Dezenformasyon Yasası Tasarısı, Haziran 2022’de Meclis’e sunulduğu ilk hafta Kanun'un internet haber sitelerini Basın Kanunu kapsamına alınmasını içeren ilk madde, 14 Haziran'da, internet haber sitelerinin süreli yayın kapsamına alınmasına dair hususları içeren diğer 14 madde kabul edilmiş, 16 Haziran'da komisyon görüşmeleri, kalan maddelerin de kabul edilmesiyle sona ermişti.
Görüşmeler sırasında itirazlar üzerine; "medya alanında faaliyet göstermeleri şartıyla sendikalar ile kamu yararına faaliyette bulunduğu cumhurbaşkanı kararıyla tespit edilen dernek ve vakıfların yöneticilerine basın kartı verilebilmesi" hükmünden "cumhurbaşkanı kararıyla" ifadesi ve "Basın Kartı Komisyonu kararlarının başkan tarafından onaylandıktan sonra uygulunacağı" hükmü çıkarılmıştı. 

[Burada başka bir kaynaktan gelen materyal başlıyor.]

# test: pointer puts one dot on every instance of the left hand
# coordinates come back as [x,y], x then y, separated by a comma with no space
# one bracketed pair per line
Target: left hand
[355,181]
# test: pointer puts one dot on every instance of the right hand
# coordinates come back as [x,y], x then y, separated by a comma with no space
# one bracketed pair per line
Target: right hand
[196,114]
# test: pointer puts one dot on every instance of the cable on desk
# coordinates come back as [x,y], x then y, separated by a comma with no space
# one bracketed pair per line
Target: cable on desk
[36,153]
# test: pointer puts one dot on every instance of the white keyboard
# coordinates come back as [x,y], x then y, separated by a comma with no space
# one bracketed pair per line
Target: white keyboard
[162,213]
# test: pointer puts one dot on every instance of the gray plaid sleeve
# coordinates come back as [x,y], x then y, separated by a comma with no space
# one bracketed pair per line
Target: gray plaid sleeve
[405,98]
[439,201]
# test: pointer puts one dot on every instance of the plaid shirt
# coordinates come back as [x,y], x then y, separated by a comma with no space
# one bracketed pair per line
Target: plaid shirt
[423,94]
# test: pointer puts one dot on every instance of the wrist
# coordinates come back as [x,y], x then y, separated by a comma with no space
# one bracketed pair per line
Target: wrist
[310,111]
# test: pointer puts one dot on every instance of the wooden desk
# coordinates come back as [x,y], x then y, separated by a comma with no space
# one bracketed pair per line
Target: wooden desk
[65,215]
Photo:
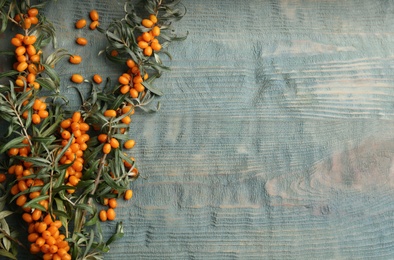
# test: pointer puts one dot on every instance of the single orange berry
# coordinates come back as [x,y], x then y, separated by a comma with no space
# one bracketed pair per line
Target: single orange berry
[106,148]
[16,42]
[148,51]
[32,12]
[94,15]
[93,25]
[97,78]
[103,215]
[21,200]
[155,31]
[114,143]
[112,203]
[36,119]
[147,23]
[146,36]
[110,113]
[153,18]
[143,44]
[76,117]
[133,93]
[130,63]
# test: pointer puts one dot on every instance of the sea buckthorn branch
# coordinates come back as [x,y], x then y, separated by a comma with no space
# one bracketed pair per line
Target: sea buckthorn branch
[31,122]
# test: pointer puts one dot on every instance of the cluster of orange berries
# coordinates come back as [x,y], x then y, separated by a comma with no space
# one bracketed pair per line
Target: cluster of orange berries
[131,81]
[74,128]
[147,40]
[28,61]
[77,59]
[112,203]
[46,238]
[39,111]
[27,20]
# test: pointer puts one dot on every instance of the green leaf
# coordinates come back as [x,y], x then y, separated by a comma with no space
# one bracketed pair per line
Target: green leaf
[8,73]
[36,200]
[5,213]
[12,143]
[152,89]
[8,254]
[119,233]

CHP'nin, basın kartı verilebilecek kişilerde aranan şartlara dair hükümden 'kamu barışına karşı suçlar' ibaresinin çıkarılması için; HDP'nin ise bu maddenin tamamen kaldırılması için verdikleri önergeler ise AKP ve MHP oylarıyla reddedilmiş, dezenformasyonu yeni bir suç olarak tanımlayan 29. maddeye yönelik 'muğlaklığı' ve 'istismara açık oluşu' yönünde eleştiri ve itirazlara rağmen, bu madde oy çokluğuyla kabul edilmişti.
Yasa tasarısının tamamı, Ekim 2022'de başlayan görüşmelerde tekrar ele alındı ve 13 Ekim 2022'de TBMM'de kabul edildi.